C’est bien du produire local et consommer local, si importants pour l’écologie, la lutte contre la sécheresse et le réchauffement climatique dont il s’agit. Yelemani est une espèce d’AMAP burkinabée avec un usage collectif de la terre sous forme associative. Les femmes savent cultiver la terre de façon traditionnelle, elles assimilent vite les nouvelles techniques dispensées par des chercheurs en agroécologie qui viennent régulièrement enthousiasmés par le projet. Blandine nous raconte les expérimentations réalisées récemment par des étudiants doctorants latino-américains sur le quinoa menées sur une autre parcelle de l’association. Yelemani est aussi un centre de recherche alternatif ouvert à ceux et celles qui luttent pour la souveraineté alimentaire.

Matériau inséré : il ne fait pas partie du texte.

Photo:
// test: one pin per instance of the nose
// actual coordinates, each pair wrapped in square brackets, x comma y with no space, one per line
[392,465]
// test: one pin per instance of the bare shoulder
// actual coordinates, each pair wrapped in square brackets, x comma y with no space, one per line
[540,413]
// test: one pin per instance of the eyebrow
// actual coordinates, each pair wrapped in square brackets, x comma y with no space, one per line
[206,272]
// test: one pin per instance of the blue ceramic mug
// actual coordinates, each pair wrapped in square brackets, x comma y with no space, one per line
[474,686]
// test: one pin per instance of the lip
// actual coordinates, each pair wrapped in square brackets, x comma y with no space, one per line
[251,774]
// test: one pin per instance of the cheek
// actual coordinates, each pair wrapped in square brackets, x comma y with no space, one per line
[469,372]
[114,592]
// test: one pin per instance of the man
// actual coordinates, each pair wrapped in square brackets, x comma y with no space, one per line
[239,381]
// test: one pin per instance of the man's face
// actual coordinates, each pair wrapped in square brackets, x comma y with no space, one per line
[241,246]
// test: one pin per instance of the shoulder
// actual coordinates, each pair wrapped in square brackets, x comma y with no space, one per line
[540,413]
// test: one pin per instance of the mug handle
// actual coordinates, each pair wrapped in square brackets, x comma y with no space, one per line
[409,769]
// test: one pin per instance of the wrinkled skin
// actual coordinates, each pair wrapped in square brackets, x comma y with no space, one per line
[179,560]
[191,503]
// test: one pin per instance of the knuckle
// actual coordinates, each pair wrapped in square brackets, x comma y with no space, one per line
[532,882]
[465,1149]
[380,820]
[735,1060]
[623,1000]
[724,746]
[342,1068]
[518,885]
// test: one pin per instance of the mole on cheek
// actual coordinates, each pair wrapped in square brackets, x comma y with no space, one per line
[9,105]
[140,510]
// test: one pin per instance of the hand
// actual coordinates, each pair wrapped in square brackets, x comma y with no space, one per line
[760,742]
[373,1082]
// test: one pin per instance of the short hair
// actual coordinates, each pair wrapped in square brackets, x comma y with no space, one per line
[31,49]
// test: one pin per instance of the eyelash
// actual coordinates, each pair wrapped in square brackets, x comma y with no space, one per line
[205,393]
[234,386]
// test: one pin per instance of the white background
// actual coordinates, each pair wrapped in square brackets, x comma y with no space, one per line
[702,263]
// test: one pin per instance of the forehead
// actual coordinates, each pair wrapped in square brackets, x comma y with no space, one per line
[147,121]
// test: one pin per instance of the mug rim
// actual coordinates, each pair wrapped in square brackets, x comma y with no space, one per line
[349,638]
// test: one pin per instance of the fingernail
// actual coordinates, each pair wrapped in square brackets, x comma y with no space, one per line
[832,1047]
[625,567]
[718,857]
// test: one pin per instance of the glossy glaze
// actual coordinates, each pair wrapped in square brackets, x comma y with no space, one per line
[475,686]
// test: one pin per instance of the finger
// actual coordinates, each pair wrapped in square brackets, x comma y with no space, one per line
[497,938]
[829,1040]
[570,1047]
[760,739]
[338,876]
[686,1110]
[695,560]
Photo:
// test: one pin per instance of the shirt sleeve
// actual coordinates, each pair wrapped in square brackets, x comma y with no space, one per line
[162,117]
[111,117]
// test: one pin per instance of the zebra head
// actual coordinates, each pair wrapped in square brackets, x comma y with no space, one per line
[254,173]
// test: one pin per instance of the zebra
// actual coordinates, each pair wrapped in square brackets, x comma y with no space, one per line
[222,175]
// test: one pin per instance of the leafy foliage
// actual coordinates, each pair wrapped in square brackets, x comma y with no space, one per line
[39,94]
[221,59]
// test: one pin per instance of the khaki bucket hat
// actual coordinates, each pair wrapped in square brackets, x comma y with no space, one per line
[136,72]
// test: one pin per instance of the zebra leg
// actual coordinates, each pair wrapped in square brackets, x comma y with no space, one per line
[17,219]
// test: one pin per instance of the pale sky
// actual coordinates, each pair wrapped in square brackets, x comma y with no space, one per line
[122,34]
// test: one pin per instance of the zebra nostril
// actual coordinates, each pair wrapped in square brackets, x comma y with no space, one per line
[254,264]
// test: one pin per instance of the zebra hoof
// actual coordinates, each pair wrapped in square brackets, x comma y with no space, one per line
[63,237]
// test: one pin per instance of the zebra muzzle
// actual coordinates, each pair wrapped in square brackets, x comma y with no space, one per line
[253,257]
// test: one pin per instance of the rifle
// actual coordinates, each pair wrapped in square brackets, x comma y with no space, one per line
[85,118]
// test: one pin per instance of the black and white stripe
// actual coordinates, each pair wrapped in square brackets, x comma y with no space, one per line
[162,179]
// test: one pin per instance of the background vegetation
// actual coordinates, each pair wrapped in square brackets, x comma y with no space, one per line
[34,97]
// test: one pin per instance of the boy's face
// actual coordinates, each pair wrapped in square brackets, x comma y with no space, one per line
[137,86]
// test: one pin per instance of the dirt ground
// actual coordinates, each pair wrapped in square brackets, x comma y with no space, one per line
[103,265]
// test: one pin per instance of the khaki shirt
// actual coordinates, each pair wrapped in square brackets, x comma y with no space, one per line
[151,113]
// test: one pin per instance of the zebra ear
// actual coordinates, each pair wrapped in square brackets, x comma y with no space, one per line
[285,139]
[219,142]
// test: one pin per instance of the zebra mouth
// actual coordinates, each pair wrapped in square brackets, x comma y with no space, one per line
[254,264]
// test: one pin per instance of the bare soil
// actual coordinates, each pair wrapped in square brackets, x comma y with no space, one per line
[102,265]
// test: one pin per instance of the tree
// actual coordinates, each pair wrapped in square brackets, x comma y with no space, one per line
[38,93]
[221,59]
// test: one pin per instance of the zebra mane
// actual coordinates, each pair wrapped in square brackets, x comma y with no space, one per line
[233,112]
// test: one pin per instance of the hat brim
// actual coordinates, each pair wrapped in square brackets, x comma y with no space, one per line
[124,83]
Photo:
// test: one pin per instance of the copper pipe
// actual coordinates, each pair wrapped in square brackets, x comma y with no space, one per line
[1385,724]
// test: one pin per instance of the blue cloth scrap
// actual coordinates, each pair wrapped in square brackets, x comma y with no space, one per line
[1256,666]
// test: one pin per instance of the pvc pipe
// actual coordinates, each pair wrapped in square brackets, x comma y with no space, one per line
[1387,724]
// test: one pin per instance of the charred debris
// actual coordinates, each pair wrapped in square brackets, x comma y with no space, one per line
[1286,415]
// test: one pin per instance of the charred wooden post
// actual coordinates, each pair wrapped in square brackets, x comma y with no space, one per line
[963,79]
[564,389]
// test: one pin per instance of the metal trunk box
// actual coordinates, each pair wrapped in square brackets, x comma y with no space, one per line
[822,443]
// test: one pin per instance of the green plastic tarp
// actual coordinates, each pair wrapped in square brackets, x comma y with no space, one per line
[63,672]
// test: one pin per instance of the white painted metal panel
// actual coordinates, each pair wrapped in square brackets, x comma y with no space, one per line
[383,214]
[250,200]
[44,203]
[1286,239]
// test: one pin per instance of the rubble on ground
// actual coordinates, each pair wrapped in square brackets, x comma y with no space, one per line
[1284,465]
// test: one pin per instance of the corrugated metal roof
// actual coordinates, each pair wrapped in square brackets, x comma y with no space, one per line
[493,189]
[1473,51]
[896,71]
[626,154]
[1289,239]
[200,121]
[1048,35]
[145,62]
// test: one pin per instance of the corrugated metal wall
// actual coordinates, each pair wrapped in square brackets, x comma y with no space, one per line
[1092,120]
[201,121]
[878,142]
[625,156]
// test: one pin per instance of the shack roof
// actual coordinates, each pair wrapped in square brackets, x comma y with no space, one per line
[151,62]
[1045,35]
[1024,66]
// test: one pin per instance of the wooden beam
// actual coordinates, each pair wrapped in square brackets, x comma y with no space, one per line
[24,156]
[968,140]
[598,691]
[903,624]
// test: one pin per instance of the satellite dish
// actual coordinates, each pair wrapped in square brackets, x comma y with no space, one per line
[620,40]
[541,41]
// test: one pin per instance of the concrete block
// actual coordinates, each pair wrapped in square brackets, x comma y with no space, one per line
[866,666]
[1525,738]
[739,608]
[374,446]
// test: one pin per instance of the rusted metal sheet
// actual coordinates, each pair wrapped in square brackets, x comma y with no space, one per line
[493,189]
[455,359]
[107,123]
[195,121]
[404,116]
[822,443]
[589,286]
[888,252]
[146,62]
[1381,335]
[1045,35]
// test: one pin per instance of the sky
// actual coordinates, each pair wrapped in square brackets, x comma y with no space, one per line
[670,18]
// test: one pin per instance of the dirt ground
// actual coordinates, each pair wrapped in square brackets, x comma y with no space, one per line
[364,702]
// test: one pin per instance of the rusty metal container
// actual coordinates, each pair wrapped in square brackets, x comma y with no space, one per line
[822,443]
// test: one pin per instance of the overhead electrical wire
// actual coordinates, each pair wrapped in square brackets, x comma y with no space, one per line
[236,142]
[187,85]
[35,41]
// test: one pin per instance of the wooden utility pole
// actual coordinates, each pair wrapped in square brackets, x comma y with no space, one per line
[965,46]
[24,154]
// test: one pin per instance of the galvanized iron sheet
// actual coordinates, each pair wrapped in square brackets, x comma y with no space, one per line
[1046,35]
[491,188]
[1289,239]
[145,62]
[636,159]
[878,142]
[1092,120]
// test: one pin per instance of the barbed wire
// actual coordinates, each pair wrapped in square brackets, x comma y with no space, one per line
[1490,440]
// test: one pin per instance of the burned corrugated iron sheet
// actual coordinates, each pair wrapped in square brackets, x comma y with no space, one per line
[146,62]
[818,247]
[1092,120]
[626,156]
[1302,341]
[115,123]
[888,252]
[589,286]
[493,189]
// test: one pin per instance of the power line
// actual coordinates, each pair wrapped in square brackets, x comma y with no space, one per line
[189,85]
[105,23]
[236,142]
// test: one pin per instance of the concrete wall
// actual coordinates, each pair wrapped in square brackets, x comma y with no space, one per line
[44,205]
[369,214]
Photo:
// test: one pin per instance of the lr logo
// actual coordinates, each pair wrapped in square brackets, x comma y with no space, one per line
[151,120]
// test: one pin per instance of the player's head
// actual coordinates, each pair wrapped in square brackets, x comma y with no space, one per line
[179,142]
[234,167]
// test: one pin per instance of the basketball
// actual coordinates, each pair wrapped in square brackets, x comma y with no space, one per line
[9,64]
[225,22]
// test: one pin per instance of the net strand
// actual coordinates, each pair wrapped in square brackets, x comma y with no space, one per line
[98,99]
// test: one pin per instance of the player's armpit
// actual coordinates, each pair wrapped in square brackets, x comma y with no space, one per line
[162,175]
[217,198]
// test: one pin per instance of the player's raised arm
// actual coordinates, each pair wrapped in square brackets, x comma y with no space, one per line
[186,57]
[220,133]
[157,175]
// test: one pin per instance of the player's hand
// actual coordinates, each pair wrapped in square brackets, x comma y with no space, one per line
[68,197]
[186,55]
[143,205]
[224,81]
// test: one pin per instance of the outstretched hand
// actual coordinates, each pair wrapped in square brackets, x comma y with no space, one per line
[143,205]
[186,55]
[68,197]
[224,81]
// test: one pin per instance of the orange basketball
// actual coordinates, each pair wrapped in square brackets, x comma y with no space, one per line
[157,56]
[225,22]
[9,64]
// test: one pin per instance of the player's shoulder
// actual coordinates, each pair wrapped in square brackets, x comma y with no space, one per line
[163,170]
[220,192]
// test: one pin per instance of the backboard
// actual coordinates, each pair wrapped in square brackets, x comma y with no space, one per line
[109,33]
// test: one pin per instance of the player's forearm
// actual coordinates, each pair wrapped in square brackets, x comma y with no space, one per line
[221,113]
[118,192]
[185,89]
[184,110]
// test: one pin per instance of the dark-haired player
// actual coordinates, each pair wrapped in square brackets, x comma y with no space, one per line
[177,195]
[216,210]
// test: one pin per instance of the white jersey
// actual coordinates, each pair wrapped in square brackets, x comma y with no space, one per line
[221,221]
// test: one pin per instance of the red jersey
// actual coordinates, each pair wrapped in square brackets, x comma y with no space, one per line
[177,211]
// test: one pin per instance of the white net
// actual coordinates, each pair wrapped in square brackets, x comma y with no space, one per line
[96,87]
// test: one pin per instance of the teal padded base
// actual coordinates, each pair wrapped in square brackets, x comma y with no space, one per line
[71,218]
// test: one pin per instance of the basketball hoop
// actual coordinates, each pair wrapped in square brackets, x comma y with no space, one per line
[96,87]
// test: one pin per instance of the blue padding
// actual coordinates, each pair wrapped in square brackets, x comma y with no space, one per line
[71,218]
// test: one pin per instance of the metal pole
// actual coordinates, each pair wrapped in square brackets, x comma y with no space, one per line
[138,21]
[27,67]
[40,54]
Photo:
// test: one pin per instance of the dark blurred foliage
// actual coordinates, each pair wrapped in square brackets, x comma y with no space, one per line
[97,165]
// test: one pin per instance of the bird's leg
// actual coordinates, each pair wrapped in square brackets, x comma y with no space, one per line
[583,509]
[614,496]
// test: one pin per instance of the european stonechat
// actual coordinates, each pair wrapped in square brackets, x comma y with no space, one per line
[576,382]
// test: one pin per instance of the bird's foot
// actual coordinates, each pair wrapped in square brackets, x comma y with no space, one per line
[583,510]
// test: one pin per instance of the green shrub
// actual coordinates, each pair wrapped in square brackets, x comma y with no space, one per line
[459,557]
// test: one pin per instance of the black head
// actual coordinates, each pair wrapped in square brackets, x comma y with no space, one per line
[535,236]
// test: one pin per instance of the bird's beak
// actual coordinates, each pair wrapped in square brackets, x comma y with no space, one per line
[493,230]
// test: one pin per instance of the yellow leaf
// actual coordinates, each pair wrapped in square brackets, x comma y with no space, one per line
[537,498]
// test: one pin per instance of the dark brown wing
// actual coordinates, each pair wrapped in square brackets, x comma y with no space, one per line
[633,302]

Je pense à ma terre natale, à la terre de mes grands parents à Tarnobrzeg, à mon jardin d’éden d’enfance regorgeant de cassis, groseilles, fraises, prunes, cerises griottes et pommes que nous travaillons à récolter tout l’été. Je parle de cette terre grasse et fertile pour laquelle les paysans polonais ont lutté des centaines d’années pour l’arracher aux mains des seigneurs, et qu’ils ont fini par obtenir par la construction de la Pologne Populaire et la réforme agraire de 1946. Je pense au travail collectif familial et l’entraide de voisinage typique de ces villages traditionnels encore dans les années 50 et 60 et son prolongement, la construction collective et familiales des maisons, en bois puis en brique. Mais je dois aussi raconter à Blandine que tout cela n’est plus. Dans le capitalisme les paysans ont perdu le poids politique et le respect qu’ils inspiraient au parti communiste. Ils ont du fermer les exploitations du fait de la concurrence étrangère. La terre en friche pendant 15 ans est passée pour une obole aux mains d’oligarques qui l’exploitent avec les subventions européennes pour des cultures industrielles. La terre de ma grand mère est en friche depuis 20 ans et je suis en passe de me faire déposséder de cette terre par les violences et les manipulations familiales qui visent à en faire propriétaire mon cousin, seul garçon de la famille, afin qu’il vende la terre aux oligarques et puisse payer son crédit immobilier à Varsovie. Les femmes et la terre sont les ressources naturelles premières spoliées par le capitalisme.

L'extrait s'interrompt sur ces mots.